Use vllm serve --responses for the single-command local vLLM + gateway experience. This is ideal for:

Local development.
Demos and experimentation.
Operators who want vLLM and the gateway on one public API server.

vllm serve Qwen/Qwen3.6-35B-A3B --responses

By default this mode also uses upstream Chat Completions transport. To target integrated native Responses transport instead, add:

vllm serve Qwen/Qwen3.6-35B-A3B \
  --responses \
  --responses-upstream-api-kind responses

This changes only the gateway-to-upstream transport. The public contract stays the same: POST /v1/responses, GET /v1/responses/{response_id}, local previous_response_id, local retrieval, local store, local include, and gateway-owned tool/MCP behavior.

Configuration

On the supported entrypoints, CLI flags own runtime topology and helper wiring. Environment variables remain available for deployment-scoped settings such as storage, metrics, tracing, auth, and cache.

For vllm-responses serve, the gateway-owned CLI surface is:

CLI Flag	Description
`--upstream`	Exact upstream API base URL
`--upstream-api-kind`	Upstream transport family
`--upstream-ready-timeout`	Upstream readiness timeout
`--upstream-ready-interval`	Upstream readiness polling interval
`--gateway-host`	Bind host
`--gateway-port`	Bind port
`--gateway-workers`	Number of workers
`--web-search-profile`	Enable a shipped `web_search` profile
`--code-interpreter`	Code interpreter runtime policy
`--code-interpreter-port`	Code interpreter port
`--code-interpreter-workers`	Code interpreter worker count
`--code-interpreter-startup-timeout`	Code interpreter readiness timeout
`--mcp-config`	Built-in MCP runtime config path
`--mcp-port`	Built-in MCP runtime loopback port

When --mcp-config is set, vllm-responses serve starts a singleton Built-in MCP runtime process shared by all gateway workers. --mcp-port overrides the loopback runtime port. If --mcp-port is absent, serve uses http://127.0.0.1:5981. --upstream-ready-timeout and --upstream-ready-interval control how long the supervisor waits for the external upstream to become ready. Shipped web_search profiles that require Built-in MCP helper servers provision their default helper entries automatically, so --mcp-config is not required just to enable a shipped profile. For the shipped exa_mcp profile, setting EXA_API_KEY in the gateway environment appends the operator key to the default Exa MCP URL automatically.
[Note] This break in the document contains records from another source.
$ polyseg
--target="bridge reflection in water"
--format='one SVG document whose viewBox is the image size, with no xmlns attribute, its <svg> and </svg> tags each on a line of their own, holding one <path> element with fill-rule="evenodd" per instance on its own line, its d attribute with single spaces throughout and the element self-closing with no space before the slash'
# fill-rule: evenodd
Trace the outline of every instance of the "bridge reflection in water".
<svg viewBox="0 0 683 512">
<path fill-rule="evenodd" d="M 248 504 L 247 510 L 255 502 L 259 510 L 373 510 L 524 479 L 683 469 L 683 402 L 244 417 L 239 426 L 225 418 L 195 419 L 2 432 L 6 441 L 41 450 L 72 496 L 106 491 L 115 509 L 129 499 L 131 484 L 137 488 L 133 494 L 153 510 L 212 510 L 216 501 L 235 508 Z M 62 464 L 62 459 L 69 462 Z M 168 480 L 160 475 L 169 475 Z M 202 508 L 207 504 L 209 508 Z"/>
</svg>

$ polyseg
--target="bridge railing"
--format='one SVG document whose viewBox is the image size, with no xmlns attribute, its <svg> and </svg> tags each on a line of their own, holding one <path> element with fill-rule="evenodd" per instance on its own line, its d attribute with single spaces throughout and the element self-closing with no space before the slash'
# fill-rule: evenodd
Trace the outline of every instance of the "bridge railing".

For vllm serve --responses, bind/public port are owned by native vLLM flags such as --host and --port. Gateway-owned helper/runtime flags use the namespaced --responses-* family, for example:

--responses-upstream-api-kind
--responses-code-interpreter
--responses-code-interpreter-port
--responses-code-interpreter-workers
--responses-code-interpreter-startup-timeout
--responses-web-search-profile
--responses-mcp-config
--responses-mcp-port

Integrated mode defaults to chat_completions. If you set --responses-upstream-api-kind responses, the gateway uses a guarded internal native Responses path instead of the /v1/chat/completions loopback transport. Public Responses ownership remains unchanged in either case.
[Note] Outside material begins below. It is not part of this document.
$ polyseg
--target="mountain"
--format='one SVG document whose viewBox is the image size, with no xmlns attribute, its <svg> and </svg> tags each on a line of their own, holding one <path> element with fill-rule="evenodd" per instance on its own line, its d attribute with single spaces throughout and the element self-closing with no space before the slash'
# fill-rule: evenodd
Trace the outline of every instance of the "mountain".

See Configuration Reference for env-only deployment settings.

Health Checks

The gateway exposes a health check endpoint useful for load balancers (AWS ALB, Kubernetes probes).

Endpoint: GET /health
Response: 200 OK (JSON: {})

Base URL by mode:

vllm-responses serve: http://127.0.0.1:5969/health by default
vllm serve --responses: same host/port as vllm serve (default http://127.0.0.1:8000/health)

curl http://127.0.0.1:5969/health

The gateway also exposes a /metrics endpoint for Prometheus scraping. See Observability for monitoring setup instructions.
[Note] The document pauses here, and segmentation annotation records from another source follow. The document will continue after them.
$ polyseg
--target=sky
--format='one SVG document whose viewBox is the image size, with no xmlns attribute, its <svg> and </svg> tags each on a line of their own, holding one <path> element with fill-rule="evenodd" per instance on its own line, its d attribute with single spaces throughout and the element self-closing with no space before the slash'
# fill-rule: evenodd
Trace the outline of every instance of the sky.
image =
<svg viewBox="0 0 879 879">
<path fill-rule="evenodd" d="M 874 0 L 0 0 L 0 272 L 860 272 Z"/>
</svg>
Compatibility Passthrough Endpoints

When the gateway is configured with an upstream OpenAI-compatible base URL via --upstream, you can also call:

GET /v1/models
POST /v1/chat/completions

This allows older Chat Completions clients to point to the gateway base URL directly while POST /v1/responses remains available.

Graceful Shutdown

The gateway handles SIGINT (Ctrl+C) and SIGTERM gracefully:

It stops accepting new connections.
It waits for active requests to complete (within a timeout).
It terminates the Code Interpreter subprocess (if spawned).
It terminates the Built-in MCP runtime subprocess (if started).